Law of Fluid Displacement
  A cat immersed in milk will displace her own volume, minus the amount of
milk consumed.

Law of Cat Disinterest
  A cat's interest level will vary in inverse proportion to the amount of
effort a human expends in trying to interest him.

Law of Pill Rejection
  Any pill given to a cat has the potential energy to reach escape velocity.

Law of Cat Composition
  A cat is composed of Matter + Anti-Matter + It Doesn't Matter.

*.%.*.%.*.%.*.%.*.%.*.%.*.%.*.%.*.%.*.%.*.%.*.%.*.%.*.%.*.%.*.%.*.%.*.%.

But here's some things that *do* matter, providing you're as hopelessly
curious as them there cats.  Concentrate hard, and tell me true:

Why isn't phonetic spelled the way it sounds?

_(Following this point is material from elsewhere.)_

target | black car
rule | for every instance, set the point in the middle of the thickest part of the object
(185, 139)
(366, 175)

Why are there interstates in Hawaii?

Why are there floatation devices under plane seats instead of parachutes?

If 7 Eleven is open 24 hours a day, 365 days a year, why are there locks on
the doors?

Why do we drive on parkways when we park on driveways?

Why is it that when you transport something by car, it is called a shipment
but when you transport something by ship it is called cargo?

Why don't sheep shrink when it rains?

Why are they called apartments when they are all stuck together?

If fire fighters fight fire, and crime fighters fight crime, what do freedom
fighters fight?

If olive oil comes from olives, where does baby oil come from?

If con is the opposite of pro, what is Congress the opposite of?

If JINX is a "monthly" digest, why does it come out once a year?

If it takes forever to put one together, why is the next one quite near?

And if this really isn't an amazing punchline, why does the issue end here?